We got our rooms, quickly freshened up and headed out. The first stop was the Wind Palace for a quick photo opportunity. Called Hawa Mahal is so named because it was essentially a high screen wall built so the women of the royal household could observe street festivals while unseen from the outside. Built in 1799 by Maharaja Sawai Pratap Singh. Architecturally, it was impressive and slightly unusual to look at, mixed with the local street vendors and shops around it.
The second stop was the ever more impressive and main attraction of Jaipur- The Amber Fort. We got the traditional shot of it reflecting in the lake below and ventured up the steep slopes. Worn stones like marble made the climb tricky, as did dodging the many elephants, hauling people up on their backs. While they looked impressive and pretty painted, with ornate decorations and covered in red cloth, they were clearly poorly treated. We decided not to support the elephant keepers and walked up ourselves.
The Amber Fort was built in 1592 by Raja Man Singh. With an impressive design of 4 court yards, each giving way to new sights and fascinations: gardens, mirrored rooms and impressive archways. A worker reinventing took us up to the highest level (for a tip) and we had impressive views looking down. Well worth the visit and mostly well maintained for the most part.
Mike was keen to get down before the rest of the group and he sent up the drone for its first proper outing. We found a little outbuilding and sent it up quickly. It captured impressive shots of the Palace as you can see below.
Next we stopped for another photo opportunity at the Water Palace. In the middle of a lake it was nothing more than a pretty picture. Knitted yoda had his photo taken too- more of his adventures here.
That evening we before sunset, us and others from our tour group decided to head to the Monkey temple we had seen pictures of online. Our driver dropped us off on one side of the mountain while the other driver dropped the another group on the other side. We both saw different sights, there’s more impressive. Anyway we hiked up the hill and fed monkeys as we went with peanuts. Them taking them out of our hands and jumping on a couple of us. We had been warned they were dangerous but they seemed fine if treated with care. At the top we arrived at a temple to find it was the sun temple. The kind lady told us that the whole mountain area is known as monkey temple because there are a lot of temples and monkeys. So hope of seeing the others faded.
We waited for sunset and the others managed to join us on the top of the hill. A few stunning shots of sunset and monkeys, Mike tried the drone again but got told off by the temple owner.

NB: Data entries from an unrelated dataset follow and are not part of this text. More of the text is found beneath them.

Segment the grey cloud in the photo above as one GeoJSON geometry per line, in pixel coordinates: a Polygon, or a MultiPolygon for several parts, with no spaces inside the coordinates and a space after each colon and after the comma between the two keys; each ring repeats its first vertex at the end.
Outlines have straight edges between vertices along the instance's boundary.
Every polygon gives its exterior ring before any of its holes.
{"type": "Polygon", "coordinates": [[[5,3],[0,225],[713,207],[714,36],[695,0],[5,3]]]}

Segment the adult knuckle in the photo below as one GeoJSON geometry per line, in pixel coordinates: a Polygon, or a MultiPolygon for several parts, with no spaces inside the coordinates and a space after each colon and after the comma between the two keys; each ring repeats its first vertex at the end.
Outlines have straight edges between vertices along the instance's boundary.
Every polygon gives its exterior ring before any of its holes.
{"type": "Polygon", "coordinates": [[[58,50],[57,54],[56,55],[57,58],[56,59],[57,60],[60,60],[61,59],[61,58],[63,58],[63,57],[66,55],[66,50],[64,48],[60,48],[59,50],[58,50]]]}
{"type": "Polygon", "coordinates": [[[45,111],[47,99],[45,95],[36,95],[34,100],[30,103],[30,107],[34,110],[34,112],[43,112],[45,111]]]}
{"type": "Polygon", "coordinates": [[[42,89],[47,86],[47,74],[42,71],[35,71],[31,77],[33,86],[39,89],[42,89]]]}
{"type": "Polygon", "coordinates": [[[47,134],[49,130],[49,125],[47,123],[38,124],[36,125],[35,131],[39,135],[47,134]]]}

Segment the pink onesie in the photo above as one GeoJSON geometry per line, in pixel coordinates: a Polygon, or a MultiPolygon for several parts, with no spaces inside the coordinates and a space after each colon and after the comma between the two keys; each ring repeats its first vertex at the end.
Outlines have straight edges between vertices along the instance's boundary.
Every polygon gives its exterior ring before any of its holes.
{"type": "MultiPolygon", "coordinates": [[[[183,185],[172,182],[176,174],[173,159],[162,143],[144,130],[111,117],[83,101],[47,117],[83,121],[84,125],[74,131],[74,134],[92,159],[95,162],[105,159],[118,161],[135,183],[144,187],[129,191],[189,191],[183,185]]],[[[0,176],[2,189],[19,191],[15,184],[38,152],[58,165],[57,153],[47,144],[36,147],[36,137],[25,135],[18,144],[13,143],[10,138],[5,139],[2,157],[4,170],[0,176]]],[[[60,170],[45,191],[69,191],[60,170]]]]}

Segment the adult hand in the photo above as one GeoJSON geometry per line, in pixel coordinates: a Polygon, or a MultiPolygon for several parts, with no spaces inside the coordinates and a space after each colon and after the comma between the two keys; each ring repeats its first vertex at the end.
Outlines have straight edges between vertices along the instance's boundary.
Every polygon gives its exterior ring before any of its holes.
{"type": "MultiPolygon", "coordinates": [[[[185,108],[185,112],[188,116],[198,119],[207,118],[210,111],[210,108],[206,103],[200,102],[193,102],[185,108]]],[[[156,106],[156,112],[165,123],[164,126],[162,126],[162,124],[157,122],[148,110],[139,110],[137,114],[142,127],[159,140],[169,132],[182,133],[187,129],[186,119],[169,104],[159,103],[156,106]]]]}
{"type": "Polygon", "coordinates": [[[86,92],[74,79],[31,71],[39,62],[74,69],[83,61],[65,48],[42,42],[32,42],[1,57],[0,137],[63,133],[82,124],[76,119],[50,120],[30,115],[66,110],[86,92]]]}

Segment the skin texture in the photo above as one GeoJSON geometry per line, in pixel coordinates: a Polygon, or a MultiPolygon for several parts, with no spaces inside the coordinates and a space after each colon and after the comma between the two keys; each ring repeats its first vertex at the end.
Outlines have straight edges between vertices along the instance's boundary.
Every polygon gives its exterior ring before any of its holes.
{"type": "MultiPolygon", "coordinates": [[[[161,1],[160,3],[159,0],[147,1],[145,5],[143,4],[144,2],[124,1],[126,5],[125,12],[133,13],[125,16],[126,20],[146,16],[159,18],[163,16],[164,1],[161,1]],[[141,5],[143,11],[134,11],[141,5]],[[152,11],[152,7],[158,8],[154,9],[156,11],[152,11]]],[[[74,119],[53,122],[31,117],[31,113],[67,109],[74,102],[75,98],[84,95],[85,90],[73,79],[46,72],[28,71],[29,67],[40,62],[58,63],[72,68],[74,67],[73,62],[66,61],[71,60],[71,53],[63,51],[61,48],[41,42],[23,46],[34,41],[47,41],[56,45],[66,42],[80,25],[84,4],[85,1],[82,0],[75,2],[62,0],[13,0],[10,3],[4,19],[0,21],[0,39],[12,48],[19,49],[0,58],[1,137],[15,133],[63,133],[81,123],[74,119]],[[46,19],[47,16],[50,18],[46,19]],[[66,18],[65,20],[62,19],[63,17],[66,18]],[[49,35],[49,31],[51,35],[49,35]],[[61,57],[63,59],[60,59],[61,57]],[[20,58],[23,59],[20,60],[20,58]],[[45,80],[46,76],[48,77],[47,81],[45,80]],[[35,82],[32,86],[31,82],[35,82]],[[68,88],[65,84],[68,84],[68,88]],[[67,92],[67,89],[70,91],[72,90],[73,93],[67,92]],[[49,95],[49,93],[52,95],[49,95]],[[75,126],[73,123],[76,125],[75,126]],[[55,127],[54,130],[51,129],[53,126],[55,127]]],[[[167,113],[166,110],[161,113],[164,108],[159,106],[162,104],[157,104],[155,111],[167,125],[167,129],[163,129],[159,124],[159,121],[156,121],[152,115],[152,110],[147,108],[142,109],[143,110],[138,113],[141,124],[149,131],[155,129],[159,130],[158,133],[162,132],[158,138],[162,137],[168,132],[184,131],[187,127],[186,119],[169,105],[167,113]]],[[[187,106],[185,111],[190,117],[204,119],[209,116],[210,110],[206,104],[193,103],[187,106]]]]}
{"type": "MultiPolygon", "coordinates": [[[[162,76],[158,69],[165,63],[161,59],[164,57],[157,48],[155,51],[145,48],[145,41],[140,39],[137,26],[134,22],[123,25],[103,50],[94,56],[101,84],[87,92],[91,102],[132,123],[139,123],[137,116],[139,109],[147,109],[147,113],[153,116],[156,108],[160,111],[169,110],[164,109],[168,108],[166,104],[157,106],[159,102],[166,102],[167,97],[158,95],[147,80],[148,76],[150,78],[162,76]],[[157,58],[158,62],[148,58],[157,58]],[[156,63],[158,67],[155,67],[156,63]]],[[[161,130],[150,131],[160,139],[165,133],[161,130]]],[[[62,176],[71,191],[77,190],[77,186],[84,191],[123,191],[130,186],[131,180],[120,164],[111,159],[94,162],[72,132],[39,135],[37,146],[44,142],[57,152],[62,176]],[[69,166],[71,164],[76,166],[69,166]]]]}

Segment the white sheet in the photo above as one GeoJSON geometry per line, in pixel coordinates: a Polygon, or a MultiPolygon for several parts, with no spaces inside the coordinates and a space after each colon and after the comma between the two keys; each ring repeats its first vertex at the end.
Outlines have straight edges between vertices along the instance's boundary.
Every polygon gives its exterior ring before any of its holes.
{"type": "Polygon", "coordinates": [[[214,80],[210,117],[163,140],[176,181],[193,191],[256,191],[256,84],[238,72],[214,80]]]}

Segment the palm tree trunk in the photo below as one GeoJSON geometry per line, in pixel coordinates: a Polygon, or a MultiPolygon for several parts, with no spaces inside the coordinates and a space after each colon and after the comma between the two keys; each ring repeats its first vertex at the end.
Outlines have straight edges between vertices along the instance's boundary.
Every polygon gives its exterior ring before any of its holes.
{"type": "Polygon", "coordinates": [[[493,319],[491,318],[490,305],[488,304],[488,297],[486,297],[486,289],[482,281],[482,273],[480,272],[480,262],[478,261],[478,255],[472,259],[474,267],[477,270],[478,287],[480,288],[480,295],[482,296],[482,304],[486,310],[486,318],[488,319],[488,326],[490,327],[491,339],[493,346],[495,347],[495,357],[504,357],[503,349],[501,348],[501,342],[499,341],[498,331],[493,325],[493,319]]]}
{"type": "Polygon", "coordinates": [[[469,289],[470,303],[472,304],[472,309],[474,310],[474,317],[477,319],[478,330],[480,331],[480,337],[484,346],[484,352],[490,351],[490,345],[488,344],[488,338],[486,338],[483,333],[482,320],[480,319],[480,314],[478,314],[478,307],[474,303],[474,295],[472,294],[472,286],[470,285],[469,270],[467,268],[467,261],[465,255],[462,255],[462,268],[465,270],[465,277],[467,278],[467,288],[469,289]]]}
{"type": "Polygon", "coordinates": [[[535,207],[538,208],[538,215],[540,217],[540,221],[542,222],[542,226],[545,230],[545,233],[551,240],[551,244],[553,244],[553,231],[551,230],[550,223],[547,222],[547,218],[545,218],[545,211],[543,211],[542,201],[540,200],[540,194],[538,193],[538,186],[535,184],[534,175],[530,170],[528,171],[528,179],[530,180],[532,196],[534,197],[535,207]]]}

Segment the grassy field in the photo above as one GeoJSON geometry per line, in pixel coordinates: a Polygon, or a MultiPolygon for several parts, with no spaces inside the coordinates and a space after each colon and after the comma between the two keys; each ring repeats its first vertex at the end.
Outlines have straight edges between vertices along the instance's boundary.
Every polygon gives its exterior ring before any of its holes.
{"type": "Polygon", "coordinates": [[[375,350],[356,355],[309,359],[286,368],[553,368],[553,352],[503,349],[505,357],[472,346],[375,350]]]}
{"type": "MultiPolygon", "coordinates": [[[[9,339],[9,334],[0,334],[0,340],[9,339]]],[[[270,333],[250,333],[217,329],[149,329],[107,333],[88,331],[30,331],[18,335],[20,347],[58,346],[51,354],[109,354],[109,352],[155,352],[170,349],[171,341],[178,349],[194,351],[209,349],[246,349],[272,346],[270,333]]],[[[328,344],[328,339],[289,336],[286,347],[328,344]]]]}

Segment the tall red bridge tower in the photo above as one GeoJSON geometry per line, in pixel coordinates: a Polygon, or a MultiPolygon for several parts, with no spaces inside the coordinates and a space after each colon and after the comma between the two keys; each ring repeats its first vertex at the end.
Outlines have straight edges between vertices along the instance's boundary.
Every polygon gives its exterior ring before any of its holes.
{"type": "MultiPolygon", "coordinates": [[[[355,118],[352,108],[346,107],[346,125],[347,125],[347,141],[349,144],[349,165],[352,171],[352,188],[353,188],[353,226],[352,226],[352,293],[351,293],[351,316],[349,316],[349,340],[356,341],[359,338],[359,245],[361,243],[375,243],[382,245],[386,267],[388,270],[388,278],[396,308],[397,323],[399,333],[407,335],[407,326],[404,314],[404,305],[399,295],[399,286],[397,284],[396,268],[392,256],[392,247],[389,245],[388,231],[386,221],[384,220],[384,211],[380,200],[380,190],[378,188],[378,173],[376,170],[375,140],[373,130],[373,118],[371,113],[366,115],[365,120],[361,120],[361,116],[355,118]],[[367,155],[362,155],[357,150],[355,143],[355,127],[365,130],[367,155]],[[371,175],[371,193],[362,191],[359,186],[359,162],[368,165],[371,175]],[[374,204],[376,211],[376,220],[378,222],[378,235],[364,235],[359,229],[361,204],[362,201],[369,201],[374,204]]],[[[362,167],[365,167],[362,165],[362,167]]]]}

We descended the hill and fed the monkeys the rest of our peanuts but by now they were more interested in the rotten fruit the locals had given them (mainly tomatoes).
The following day was quite relaxed and we spent it chilling in the sun by the freezing cold pool. That evening we went to watch a Bollywood film at the local cinema. It was quite an experience
The theatre was beautiful, Art Deco style with one screen. Tickets were quite cheap at 150 rupees. We had an Indian combo of Pepsi, popcorn and samosas and settled into our seats, that surprisingly reclined slightly. The film wasn’t your typical Bollywood film. Not that I’m an expert having never seen one but that’s what Jai said.
It was full of singing, dancing, explosions, fighting and revenge, as the main character, a blind man, took matters into his own hands-when his wife committed suicide after being raped twice. Shockingly the cinema was full of children and age ratings don’t seem to matter. If you get a chance to see Kabul, do- as it was well shot and worth a laugh.
We departed for Udaipur on a late train having now completed the golden triangle- Delhi, Agra and Jaipur.